I have an ROI that I want to bootstrap a confidence interval for my result by randomly moving it and recalculating the result, e.g. move 1 cm frontally and 1 cm up. Does anyone have any idea how to approach this?
Its not THAT easy. Specially if you have surfaces, which, are manifolds and do not have 1-up 1-left coordinates.
This being said, if you are working with Freesurfer, you have the sphere-inflated representation of the surface, and you could move your ROI along that sphere (i.e polar coordinates displacement!).
There are some implementations that grounded on this idea, generate null models of (spatially auto-correlated) maps. Maybe you can dig in into the code and get some ideas on how to do the polar rotation of your ROI.
Here is a python implementation of such “spin” rotation:
brainspace.null_models.spin — BrainSpace 0.1.3 documentation
+1 to @slieped 's answer. For a deep dive on this topic, I recommend you to look into the UV mapping literature of computer graphics.

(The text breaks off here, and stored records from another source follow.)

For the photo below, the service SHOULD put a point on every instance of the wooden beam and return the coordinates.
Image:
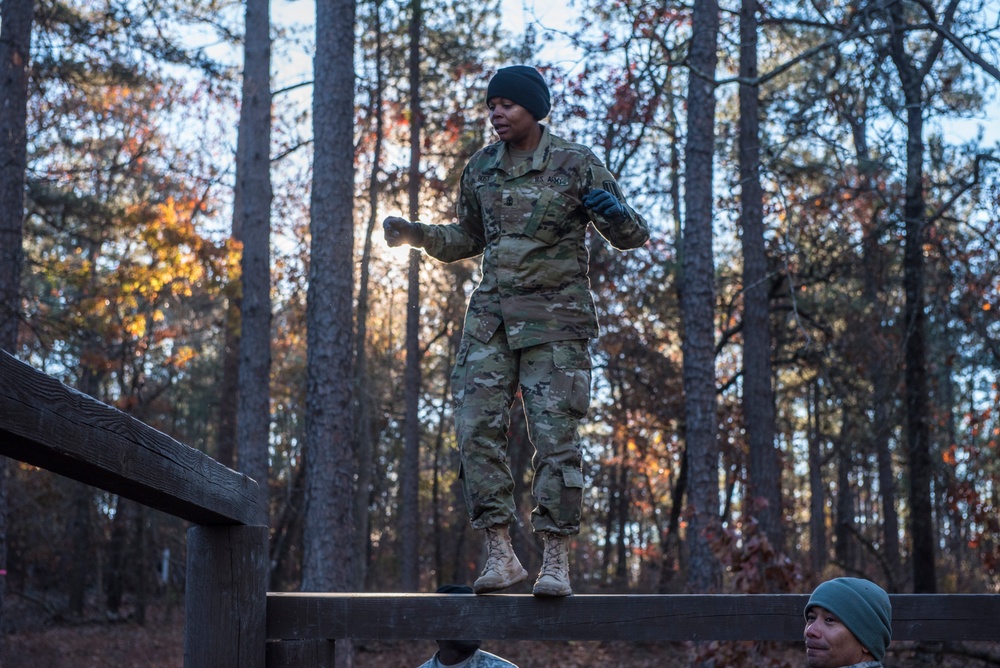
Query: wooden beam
(224, 602)
(47, 424)
(642, 618)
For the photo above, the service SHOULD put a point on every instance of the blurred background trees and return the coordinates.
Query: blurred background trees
(824, 249)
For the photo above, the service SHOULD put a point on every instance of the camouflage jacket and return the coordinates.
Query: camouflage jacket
(530, 226)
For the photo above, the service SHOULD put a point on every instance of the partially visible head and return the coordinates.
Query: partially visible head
(522, 85)
(451, 652)
(844, 616)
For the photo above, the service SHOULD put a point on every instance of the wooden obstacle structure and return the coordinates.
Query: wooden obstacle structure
(231, 621)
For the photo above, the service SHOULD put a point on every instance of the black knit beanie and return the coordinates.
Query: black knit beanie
(523, 85)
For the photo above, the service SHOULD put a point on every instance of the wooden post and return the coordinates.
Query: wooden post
(226, 597)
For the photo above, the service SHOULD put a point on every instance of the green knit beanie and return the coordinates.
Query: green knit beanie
(523, 85)
(862, 606)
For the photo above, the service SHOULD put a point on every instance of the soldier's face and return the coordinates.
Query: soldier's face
(513, 123)
(830, 644)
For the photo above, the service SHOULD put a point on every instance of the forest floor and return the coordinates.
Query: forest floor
(35, 640)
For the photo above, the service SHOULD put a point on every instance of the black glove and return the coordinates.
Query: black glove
(605, 205)
(399, 231)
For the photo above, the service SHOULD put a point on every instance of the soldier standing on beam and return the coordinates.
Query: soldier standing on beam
(524, 205)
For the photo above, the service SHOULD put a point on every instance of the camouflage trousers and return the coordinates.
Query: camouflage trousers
(554, 380)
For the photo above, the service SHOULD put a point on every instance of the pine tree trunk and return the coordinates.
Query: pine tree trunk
(764, 475)
(364, 440)
(409, 503)
(329, 528)
(911, 77)
(15, 46)
(698, 302)
(253, 172)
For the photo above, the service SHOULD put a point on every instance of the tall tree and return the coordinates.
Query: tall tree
(253, 209)
(410, 474)
(328, 532)
(698, 300)
(764, 474)
(364, 439)
(15, 48)
(912, 75)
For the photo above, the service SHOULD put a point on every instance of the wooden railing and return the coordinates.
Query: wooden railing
(231, 621)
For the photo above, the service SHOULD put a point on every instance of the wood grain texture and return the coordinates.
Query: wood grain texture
(50, 425)
(224, 599)
(605, 617)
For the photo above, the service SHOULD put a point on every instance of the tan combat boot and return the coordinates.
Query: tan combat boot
(502, 568)
(553, 578)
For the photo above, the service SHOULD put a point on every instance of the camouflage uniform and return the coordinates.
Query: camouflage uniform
(529, 321)
(480, 659)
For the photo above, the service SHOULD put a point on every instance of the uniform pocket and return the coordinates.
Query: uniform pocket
(549, 217)
(569, 393)
(459, 373)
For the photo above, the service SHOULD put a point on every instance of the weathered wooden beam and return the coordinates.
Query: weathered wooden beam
(224, 598)
(642, 618)
(52, 426)
(297, 653)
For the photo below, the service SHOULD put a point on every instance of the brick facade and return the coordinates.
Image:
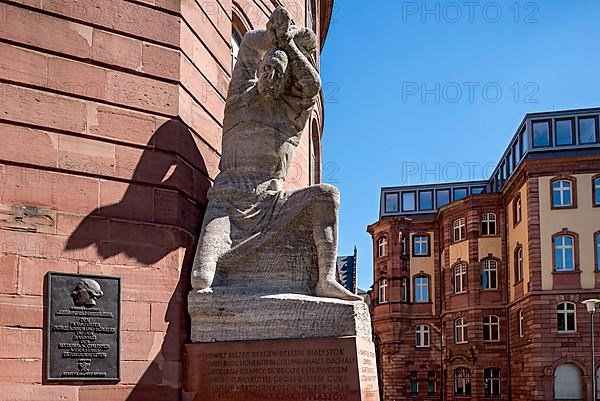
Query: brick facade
(110, 137)
(527, 362)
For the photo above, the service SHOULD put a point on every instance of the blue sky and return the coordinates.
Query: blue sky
(432, 92)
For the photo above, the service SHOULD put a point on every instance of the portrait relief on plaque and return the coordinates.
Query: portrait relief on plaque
(83, 328)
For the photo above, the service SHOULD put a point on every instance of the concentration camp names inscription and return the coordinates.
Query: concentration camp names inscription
(83, 327)
(317, 370)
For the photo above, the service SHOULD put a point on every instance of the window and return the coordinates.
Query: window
(426, 200)
(422, 334)
(462, 382)
(236, 41)
(431, 386)
(408, 202)
(491, 328)
(382, 286)
(564, 253)
(442, 197)
(521, 323)
(588, 130)
(541, 134)
(420, 245)
(517, 211)
(414, 383)
(564, 130)
(422, 289)
(491, 382)
(459, 229)
(597, 247)
(460, 278)
(382, 247)
(568, 384)
(404, 243)
(488, 224)
(489, 274)
(460, 193)
(565, 317)
(391, 203)
(460, 330)
(518, 264)
(562, 193)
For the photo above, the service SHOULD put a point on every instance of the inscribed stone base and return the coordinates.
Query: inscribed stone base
(235, 314)
(339, 369)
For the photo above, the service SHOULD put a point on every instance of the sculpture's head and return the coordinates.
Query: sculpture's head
(86, 292)
(272, 73)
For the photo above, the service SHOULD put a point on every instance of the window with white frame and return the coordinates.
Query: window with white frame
(562, 193)
(491, 328)
(566, 321)
(491, 382)
(521, 323)
(420, 245)
(459, 229)
(518, 264)
(460, 330)
(422, 336)
(489, 274)
(488, 224)
(421, 289)
(382, 286)
(564, 253)
(460, 278)
(382, 247)
(462, 382)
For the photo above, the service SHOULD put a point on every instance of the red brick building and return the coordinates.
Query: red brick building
(478, 285)
(110, 135)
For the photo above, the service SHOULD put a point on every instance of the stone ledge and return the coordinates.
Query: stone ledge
(231, 314)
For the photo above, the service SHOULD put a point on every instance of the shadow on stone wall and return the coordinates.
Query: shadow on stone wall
(127, 229)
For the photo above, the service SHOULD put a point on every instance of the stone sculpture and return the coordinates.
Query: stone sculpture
(271, 94)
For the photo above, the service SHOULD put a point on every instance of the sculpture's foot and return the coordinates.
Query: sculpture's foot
(333, 289)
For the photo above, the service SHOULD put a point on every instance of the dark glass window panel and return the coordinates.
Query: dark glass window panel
(426, 200)
(587, 130)
(408, 202)
(391, 203)
(564, 132)
(541, 134)
(442, 197)
(460, 193)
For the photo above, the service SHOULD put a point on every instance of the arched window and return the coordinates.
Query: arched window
(382, 288)
(382, 247)
(459, 229)
(518, 263)
(489, 274)
(422, 336)
(564, 252)
(491, 382)
(567, 382)
(421, 288)
(488, 224)
(462, 382)
(460, 330)
(566, 319)
(563, 193)
(460, 278)
(491, 328)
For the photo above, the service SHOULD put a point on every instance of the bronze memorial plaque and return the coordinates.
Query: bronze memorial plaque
(335, 369)
(83, 327)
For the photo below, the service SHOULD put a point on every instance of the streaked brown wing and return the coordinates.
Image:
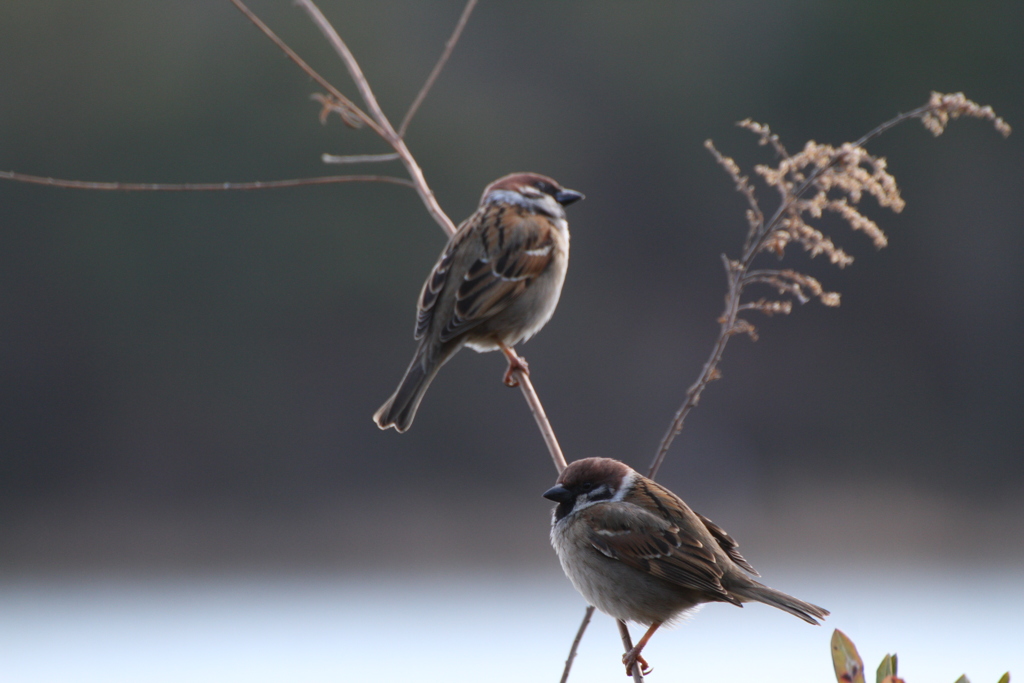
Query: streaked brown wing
(727, 544)
(631, 535)
(516, 249)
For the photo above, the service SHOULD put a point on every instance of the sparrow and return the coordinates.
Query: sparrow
(496, 284)
(637, 552)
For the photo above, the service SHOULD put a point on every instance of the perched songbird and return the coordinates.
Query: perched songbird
(496, 284)
(635, 551)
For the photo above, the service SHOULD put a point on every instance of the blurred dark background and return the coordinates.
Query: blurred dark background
(186, 380)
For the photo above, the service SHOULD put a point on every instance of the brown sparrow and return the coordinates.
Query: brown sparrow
(496, 284)
(635, 551)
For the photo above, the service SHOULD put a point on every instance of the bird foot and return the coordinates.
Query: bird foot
(632, 657)
(515, 363)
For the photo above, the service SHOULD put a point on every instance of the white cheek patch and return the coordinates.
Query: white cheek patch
(625, 486)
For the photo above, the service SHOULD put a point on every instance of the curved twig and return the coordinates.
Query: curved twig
(576, 643)
(449, 46)
(198, 186)
(383, 126)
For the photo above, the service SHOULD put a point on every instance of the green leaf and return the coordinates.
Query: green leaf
(886, 669)
(849, 667)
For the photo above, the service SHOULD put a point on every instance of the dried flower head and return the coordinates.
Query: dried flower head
(819, 179)
(942, 108)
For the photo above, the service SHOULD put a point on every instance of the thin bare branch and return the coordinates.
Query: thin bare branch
(199, 186)
(624, 631)
(449, 46)
(542, 419)
(382, 125)
(576, 643)
(359, 159)
(342, 99)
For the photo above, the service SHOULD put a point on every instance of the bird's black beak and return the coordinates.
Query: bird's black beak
(559, 494)
(567, 197)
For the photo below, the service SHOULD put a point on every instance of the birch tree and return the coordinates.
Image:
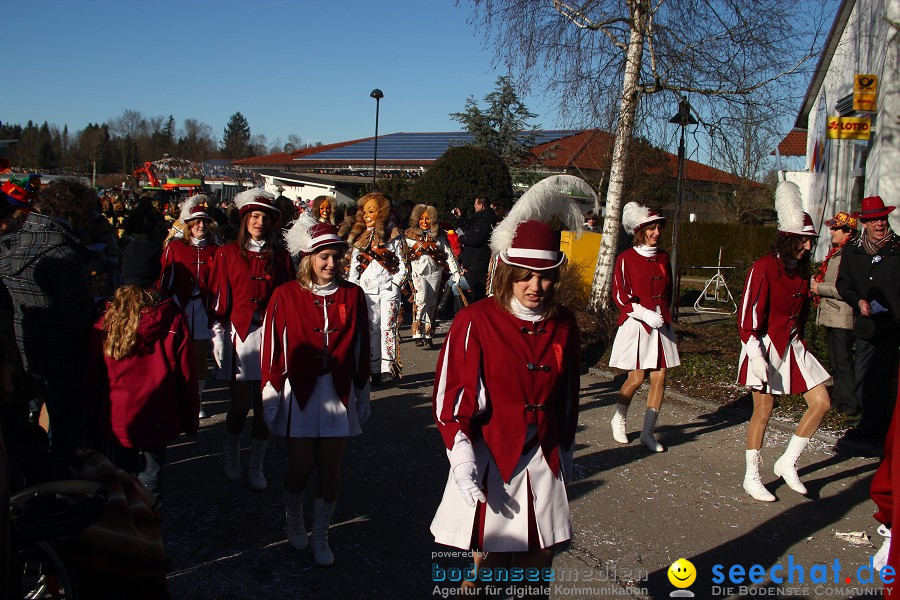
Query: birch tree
(593, 54)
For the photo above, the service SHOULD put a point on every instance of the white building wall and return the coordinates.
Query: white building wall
(869, 44)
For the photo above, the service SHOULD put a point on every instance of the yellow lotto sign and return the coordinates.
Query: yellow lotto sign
(849, 128)
(865, 88)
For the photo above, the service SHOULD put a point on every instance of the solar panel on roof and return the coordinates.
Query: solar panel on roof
(414, 146)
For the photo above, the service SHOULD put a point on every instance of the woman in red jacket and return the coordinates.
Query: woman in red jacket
(245, 273)
(506, 404)
(141, 371)
(774, 359)
(186, 266)
(315, 375)
(645, 341)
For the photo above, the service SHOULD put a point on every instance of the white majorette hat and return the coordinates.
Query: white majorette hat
(194, 208)
(255, 199)
(789, 206)
(523, 238)
(307, 235)
(635, 216)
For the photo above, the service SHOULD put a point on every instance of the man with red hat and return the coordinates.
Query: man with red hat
(869, 281)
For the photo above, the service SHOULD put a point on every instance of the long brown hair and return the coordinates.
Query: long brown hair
(506, 275)
(268, 249)
(122, 318)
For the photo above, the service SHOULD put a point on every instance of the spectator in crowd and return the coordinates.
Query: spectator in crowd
(141, 382)
(869, 281)
(244, 275)
(315, 376)
(774, 359)
(42, 266)
(476, 253)
(836, 316)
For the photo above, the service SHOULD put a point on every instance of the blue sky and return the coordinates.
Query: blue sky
(302, 67)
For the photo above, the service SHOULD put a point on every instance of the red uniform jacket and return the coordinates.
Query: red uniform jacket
(295, 316)
(185, 266)
(497, 374)
(240, 287)
(146, 399)
(645, 281)
(773, 303)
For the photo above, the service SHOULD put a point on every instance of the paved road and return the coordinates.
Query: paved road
(634, 513)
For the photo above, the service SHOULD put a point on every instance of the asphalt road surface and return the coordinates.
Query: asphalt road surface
(634, 513)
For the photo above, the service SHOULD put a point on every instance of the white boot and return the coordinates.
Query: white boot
(879, 561)
(296, 529)
(752, 483)
(784, 466)
(647, 437)
(322, 513)
(232, 456)
(254, 471)
(618, 423)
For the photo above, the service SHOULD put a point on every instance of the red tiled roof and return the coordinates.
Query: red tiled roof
(287, 158)
(591, 149)
(793, 144)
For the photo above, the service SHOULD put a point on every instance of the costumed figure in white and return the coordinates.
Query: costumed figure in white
(245, 273)
(645, 340)
(506, 396)
(430, 257)
(186, 267)
(315, 362)
(378, 263)
(774, 359)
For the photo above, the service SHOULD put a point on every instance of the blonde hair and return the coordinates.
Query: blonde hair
(506, 275)
(305, 275)
(122, 318)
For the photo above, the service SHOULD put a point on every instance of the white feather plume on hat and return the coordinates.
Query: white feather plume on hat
(542, 202)
(297, 238)
(789, 206)
(187, 205)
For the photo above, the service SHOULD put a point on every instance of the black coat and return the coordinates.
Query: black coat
(864, 277)
(476, 252)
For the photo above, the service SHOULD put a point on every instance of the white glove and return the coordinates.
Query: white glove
(650, 317)
(760, 368)
(465, 474)
(363, 410)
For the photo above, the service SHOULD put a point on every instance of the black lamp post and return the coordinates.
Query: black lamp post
(683, 118)
(378, 95)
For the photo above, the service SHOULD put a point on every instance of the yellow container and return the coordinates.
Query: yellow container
(582, 251)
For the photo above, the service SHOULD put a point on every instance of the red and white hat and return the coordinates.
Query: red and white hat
(307, 235)
(256, 199)
(789, 206)
(535, 246)
(635, 216)
(194, 208)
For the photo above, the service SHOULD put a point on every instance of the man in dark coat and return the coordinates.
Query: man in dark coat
(476, 252)
(869, 281)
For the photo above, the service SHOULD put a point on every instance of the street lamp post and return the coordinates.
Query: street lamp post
(683, 118)
(378, 95)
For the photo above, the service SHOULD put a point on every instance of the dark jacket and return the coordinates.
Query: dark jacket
(476, 253)
(864, 277)
(43, 269)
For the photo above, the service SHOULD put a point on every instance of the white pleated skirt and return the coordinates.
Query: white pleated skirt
(795, 372)
(533, 489)
(323, 416)
(635, 348)
(243, 358)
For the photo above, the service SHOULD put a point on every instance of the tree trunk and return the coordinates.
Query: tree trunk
(602, 284)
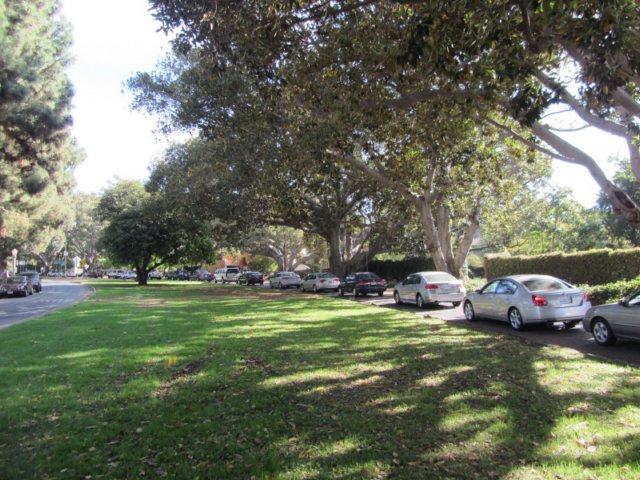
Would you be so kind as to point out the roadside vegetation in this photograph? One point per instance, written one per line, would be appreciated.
(185, 380)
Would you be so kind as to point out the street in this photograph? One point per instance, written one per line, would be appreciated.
(54, 295)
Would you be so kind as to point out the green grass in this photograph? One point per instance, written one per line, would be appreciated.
(194, 381)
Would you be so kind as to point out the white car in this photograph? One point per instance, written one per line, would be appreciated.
(526, 299)
(316, 282)
(423, 288)
(285, 280)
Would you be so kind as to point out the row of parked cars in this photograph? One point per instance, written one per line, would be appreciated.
(21, 285)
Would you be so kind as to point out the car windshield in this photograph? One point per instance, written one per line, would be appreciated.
(368, 276)
(550, 284)
(439, 277)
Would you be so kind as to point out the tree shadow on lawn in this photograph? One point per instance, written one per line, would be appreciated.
(268, 390)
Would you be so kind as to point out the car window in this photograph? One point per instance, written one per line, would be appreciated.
(635, 299)
(545, 283)
(439, 277)
(506, 287)
(491, 287)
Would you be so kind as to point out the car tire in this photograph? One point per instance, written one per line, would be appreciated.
(602, 333)
(469, 312)
(396, 298)
(515, 319)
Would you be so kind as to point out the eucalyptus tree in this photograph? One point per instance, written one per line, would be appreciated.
(510, 55)
(36, 151)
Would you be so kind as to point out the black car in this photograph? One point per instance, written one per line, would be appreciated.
(35, 280)
(250, 278)
(363, 283)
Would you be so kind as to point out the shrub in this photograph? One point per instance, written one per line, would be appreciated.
(612, 292)
(595, 267)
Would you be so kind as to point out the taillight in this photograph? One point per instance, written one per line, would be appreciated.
(539, 301)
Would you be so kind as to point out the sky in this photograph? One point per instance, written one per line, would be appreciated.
(115, 39)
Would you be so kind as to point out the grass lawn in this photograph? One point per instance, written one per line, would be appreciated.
(188, 381)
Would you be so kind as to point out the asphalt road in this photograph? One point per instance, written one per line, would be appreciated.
(54, 295)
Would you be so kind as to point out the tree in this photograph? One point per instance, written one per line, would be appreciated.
(143, 231)
(505, 54)
(619, 228)
(36, 151)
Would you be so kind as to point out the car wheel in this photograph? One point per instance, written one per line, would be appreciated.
(515, 319)
(602, 333)
(469, 313)
(396, 298)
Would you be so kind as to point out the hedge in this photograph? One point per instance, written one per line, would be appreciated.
(594, 267)
(612, 292)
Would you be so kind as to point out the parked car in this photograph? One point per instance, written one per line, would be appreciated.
(154, 275)
(18, 286)
(423, 288)
(35, 280)
(609, 322)
(285, 280)
(319, 281)
(250, 278)
(362, 283)
(528, 299)
(226, 275)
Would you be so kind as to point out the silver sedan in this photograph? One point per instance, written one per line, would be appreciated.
(609, 322)
(528, 299)
(429, 287)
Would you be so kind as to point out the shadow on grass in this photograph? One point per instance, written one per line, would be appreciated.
(174, 382)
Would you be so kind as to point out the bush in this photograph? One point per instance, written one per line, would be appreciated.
(595, 267)
(612, 292)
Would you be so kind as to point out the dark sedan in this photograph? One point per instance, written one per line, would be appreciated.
(18, 286)
(362, 283)
(250, 278)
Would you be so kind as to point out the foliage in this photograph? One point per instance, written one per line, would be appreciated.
(549, 221)
(613, 292)
(199, 381)
(36, 151)
(593, 267)
(144, 232)
(619, 227)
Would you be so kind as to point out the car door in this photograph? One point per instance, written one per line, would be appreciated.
(503, 299)
(308, 282)
(484, 301)
(410, 288)
(628, 318)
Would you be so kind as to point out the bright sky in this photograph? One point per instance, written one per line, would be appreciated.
(115, 39)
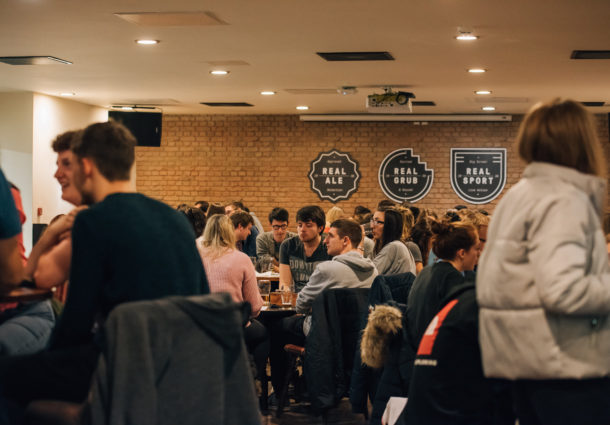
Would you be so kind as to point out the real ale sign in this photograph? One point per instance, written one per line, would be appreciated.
(334, 175)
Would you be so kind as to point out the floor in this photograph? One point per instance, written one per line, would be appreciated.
(297, 414)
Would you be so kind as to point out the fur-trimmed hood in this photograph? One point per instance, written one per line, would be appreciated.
(384, 323)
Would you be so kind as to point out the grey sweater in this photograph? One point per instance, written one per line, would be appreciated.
(349, 270)
(394, 258)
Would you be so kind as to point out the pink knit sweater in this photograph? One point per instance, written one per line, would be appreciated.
(232, 273)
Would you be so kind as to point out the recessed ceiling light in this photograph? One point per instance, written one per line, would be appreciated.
(466, 36)
(147, 42)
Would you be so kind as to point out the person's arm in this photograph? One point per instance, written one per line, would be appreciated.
(87, 272)
(10, 264)
(264, 252)
(560, 251)
(318, 281)
(52, 236)
(249, 289)
(285, 273)
(54, 265)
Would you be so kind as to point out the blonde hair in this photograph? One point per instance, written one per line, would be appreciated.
(335, 213)
(218, 236)
(408, 221)
(561, 132)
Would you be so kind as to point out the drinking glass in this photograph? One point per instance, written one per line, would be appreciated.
(264, 287)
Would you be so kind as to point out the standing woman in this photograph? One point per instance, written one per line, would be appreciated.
(543, 282)
(232, 271)
(391, 255)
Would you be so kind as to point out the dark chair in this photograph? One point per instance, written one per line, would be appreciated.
(388, 289)
(329, 350)
(175, 360)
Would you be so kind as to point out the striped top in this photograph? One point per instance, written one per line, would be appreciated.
(232, 273)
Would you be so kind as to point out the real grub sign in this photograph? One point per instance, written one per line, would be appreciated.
(478, 176)
(403, 177)
(334, 175)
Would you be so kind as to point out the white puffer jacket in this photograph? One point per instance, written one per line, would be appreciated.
(543, 283)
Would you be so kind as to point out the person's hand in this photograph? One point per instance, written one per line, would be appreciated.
(61, 228)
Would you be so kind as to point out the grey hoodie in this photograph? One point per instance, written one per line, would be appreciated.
(349, 270)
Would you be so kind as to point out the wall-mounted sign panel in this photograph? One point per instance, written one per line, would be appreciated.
(403, 177)
(334, 176)
(478, 176)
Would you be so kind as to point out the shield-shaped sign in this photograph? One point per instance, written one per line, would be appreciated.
(478, 176)
(334, 175)
(403, 177)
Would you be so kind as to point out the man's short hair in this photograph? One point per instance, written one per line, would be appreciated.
(278, 214)
(111, 147)
(195, 216)
(351, 229)
(385, 204)
(312, 213)
(63, 142)
(241, 217)
(203, 205)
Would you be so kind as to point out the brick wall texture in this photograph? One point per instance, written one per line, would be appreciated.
(265, 159)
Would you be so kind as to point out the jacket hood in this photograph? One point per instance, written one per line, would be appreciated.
(356, 262)
(384, 324)
(587, 183)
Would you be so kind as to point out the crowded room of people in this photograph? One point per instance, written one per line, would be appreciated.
(344, 213)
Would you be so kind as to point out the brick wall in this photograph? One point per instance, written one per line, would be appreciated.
(265, 159)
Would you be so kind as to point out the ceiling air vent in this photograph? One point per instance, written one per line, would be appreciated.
(423, 103)
(355, 56)
(33, 60)
(590, 54)
(593, 103)
(226, 104)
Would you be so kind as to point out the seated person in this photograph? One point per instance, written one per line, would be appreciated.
(11, 270)
(195, 216)
(391, 255)
(229, 270)
(348, 269)
(121, 253)
(243, 225)
(299, 256)
(25, 327)
(447, 382)
(268, 243)
(250, 242)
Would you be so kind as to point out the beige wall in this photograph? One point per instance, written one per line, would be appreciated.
(265, 159)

How about generating a mask of the entire area you are interested in, then perform a boolean and
with a cube or sphere that you move about the space?
Wait, what about define a mask of the entire ROI, then randomly select voxels from within?
I am working in workbench, is that possible to intersect with the cortical ribbon?
Yeah, my plan if I can’t figure this out is to dilate the ROI and then do something like that, however, I thought an approaching shifting the COG would be more interpretable.
Randomly moving it 1cm front and 1 cm up doesn’t really sound “random”.
Would you mind expanding on where this ROI comes from and what you want to achieve? Confidence interval for what stat?
You can also imagine that depending where your ROI is, moving it around may be meaningless (like moving it outside the brain or into the ventricle). It seems to me there must be a better model for you to sample from.